My husband and I, along with our two little girls, moved to Alaska 45 years ago. We drove up the Alaska Highway and arrived in Anchorage the first of September. We lived with some friends until my husband found work, and then moved into an apartment. We were in the apartment for only one winter before purchasing our first home sometime in the spring.
The next winter must have been cold and dark – they all are – because I was more than ready to get outside to work in the yard. The snow was still three feet deep across the backyard when I ventured outside on that early spring day. I rejoiced when I noticed a spot of soil along the back of the house. It was in the corner where the deck met the house and was about two feet or so square. It was obviously the warmest place in the yard! Even though I knew that it was far too early to plant anything or to even dig in the dirt, I felt much better after simply seeing the bare soil and touching it for a few minutes. It was that day when I realized that I have farmer’s blood. Today I learned that farmer’s blood is a real thing.

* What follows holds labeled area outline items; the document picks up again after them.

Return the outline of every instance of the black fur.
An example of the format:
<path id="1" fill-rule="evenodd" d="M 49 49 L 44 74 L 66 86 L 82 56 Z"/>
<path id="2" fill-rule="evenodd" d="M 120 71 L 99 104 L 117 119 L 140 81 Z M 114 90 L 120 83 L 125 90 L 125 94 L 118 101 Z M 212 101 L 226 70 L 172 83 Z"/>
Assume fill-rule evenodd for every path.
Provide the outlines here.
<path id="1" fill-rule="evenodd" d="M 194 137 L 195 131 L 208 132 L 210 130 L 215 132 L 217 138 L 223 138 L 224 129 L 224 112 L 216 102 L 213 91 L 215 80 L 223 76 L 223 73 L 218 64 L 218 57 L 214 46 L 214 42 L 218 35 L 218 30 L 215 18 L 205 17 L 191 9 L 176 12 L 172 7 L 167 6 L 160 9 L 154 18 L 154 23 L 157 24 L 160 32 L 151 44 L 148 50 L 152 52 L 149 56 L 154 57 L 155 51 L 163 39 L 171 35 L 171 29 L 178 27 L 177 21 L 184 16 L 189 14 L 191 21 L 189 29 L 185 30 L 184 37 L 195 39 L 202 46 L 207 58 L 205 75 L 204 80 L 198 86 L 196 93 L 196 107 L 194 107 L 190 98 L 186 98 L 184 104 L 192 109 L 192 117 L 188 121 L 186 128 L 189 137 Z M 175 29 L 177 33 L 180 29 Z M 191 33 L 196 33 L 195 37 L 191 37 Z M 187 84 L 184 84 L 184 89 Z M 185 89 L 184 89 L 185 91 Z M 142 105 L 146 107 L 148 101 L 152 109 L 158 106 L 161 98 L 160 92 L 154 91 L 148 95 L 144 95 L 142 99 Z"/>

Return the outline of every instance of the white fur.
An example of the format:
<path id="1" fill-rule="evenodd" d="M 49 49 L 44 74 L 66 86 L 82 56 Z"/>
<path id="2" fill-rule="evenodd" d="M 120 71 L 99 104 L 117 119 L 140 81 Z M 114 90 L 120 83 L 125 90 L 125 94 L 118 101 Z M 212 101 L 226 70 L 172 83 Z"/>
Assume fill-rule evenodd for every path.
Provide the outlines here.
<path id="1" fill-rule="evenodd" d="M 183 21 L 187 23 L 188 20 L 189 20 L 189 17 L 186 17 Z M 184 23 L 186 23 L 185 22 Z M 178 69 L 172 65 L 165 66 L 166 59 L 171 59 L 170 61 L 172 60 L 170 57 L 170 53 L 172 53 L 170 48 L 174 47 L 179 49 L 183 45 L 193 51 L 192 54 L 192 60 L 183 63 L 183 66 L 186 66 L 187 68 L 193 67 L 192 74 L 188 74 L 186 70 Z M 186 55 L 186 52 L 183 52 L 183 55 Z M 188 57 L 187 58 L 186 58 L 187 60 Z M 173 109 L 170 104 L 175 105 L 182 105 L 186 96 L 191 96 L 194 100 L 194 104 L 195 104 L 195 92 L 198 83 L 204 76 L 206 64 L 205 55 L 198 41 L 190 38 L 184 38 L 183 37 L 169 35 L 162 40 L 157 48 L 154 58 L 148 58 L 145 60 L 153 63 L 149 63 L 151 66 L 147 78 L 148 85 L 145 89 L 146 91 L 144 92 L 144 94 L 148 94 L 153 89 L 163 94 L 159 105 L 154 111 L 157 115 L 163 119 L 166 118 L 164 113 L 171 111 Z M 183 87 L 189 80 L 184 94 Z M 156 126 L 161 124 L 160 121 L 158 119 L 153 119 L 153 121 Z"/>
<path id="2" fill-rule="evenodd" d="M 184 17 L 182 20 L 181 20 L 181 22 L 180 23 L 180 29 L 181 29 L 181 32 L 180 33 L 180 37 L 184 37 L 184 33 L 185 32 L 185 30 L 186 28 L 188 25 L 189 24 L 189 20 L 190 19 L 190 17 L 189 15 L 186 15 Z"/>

I came upon an article today with this title: “Antidepressant Microbes In Soil: How Dirt Makes You Happy.” I was immediately drawn to the article written by Bonnie L. Grant, a Certified Urban Agriculturist! I was hooked by her first two sentences: “Prozac may not be the only way to get rid of your serious blues. Soil microbes have been found to have similar effects on the brain and are without side effects and chemical dependency potential.” She then invites her readers to continue reading in order to learn why working in the soil makes one happy. I certainly wanted to learn more!
Natural remedies have been around for untold centuries. These natural remedies included cures for almost any physical ailment as well as mental and emotional afflictions. Ancient healers may not have known why something worked but simply that it did. Modern scientists have unraveled the why of many medicinal plants and practices but only recently are they finding remedies that were previously unknown and yet, still a part of the natural life cycle. Soil microbes and human health now have a positive link which has been studied and found to be verifiable.
Did you know that there’s a natural antidepressant in soil? It’s true. Mycobacterium vaccae is the substance under study and has indeed been found to mirror the effect on neurons that drugs like Prozac provide. The bacterium is found in soil and may stimulate serotonin production, which makes you relaxed and happier….
Science has proven that working the soil - or playing in the dirt – relaxes us and makes us happy. Now we know that “farmer’s blood” is a real thing and involves something called Mycobacterium vaccae. Grant says that one breathes in the bacteria, or it comes into the body through a cut. I wonder if it can be passed from parent to child biologically. Did I gain a love for the soil in my genes or simply by experience in working in it? Maybe scientists will discover the answer to that question sometime in the future. Meanwhile, I will find happiness and relaxation from digging in my gardens!